The electric fryer is more efficient than gas, Reed said, so it eliminates about 30 seconds to one minute from the cook time. Electric fryers generate less heat than gas fryers, so the hood is different and doesn’t need large, high speed fans. The kitchen uses less air conditioning and doesn’t need to be as large as before. The brand tightened the layout and found that they could do well in smaller buildings. “On top of that we were able to eliminate one person in the kitchen compared to other restaurants doing like sales,” Reed said. “Then we started thinking, let’s take a look at other things.”
Captain D’s also launched an Express model, which features a double drive-thru and carryout service only. The Express, which has a reduced menu for faster throughput, has a workforce of 20 to 25 crew members instead of the typical 40 to 45 in larger locations. Dine-in restaurants are still vital, and Captain D’s also offers 22-seat and 44-seat models.
Now Captain D’s offers franchisees flexible prototypes, which provide opportunities for owners to open in a variety of sites. Many are conversion sites, where other brands moved out. In fact, Reed said, Captain D’s is the second generation in former locations of 18 different brands. “There are more challenges such as plumbing and electrical if it was an older restaurant,” Reed said. “The newer restaurants are in better shape and more current. That makes it a little easier.”
Ingredients change
Another way to streamline kitchen operations is to use value-added products. At Main Squeeze Juice Company, frozen bananas are a key ingredient in smoothies and other items on the plant-powered menu. “We don’t have ice in smoothies,” said Julie Canseco, chief operating officer of the New Orleans, La.-based brand. “You are paying for whole frozen fruit.”
It’s a challenge to source frozen bananas that meet Main Squeeze brand standards, so crew members spent entire days peeling, slicing, and freezing bananas in stage 5 of ripening, which means yellow with green tips. As the brand grew, it was able to partner with a vendor that sources bananas from Guatemala, and sells them sliced and frozen. “We couldn’t get that for one store,” Canseco said. “Once we hit 20 stores, we had the volume we need.”
The pre-frozen bananas save labor, and also save kitchen space. Before, workers froze the bananas in sheet pans in two-door freezers. Now the sliced bananas come in small packages that can fit in one-door freezers. The kitchens now need fewer prep tables and can also use smaller sinks instead of the previous three-bowl sinks.
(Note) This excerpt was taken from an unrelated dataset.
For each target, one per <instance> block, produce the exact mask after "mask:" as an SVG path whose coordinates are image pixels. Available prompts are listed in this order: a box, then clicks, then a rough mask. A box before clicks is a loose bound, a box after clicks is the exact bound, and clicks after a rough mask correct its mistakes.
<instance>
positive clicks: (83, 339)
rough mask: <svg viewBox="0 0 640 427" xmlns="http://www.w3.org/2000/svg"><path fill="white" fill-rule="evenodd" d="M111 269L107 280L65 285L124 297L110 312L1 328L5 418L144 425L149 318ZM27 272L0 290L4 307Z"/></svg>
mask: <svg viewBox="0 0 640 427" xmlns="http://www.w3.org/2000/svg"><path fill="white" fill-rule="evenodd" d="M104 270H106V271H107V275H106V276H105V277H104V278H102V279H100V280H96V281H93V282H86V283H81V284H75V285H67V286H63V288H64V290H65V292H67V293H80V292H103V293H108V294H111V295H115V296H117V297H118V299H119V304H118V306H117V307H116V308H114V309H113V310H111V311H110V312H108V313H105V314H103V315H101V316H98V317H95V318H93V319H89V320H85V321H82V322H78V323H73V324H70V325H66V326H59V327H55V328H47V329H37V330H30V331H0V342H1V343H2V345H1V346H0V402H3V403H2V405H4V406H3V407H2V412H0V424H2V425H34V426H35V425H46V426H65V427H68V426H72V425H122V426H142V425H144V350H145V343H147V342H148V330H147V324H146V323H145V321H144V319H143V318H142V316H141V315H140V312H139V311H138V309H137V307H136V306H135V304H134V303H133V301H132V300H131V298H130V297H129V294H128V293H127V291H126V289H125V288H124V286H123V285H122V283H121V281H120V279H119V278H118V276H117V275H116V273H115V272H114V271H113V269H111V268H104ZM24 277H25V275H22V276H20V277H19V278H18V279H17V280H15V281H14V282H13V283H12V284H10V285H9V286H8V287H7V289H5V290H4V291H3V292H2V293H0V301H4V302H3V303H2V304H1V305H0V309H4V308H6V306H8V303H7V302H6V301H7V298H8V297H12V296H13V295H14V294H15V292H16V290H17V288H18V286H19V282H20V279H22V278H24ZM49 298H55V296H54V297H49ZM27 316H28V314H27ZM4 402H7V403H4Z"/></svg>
The store footprint has been reduced from about 1,700 square feet to 1,000 square feet.
Main Squeeze also began using super-speed benders that reduce blend time from one to two minutes to about 20 seconds. “We are competing with fast food,” said Canseco, who is also a Registered Dietitian Nutritionist. “Our goal is to make healthy convenient.”
Streamlining menus and ingredients is a long-term strategy. Michael Haith, CEO of Teriyaki Madness, made several menu changes when he bought the company in 2016. “I took away some things that were overly complex and didn’t serve the owners or the customers,” he said. “The customers weren’t asking for these items like they should.”
The Denver-based brand also reduced the number of items that go into recipes. That helps make prep easier, and streamlines the supply chain. “The more complex the business, the harder it is to execute,” Haith said. “We strive for simplicity and elegance every day of our work lives.”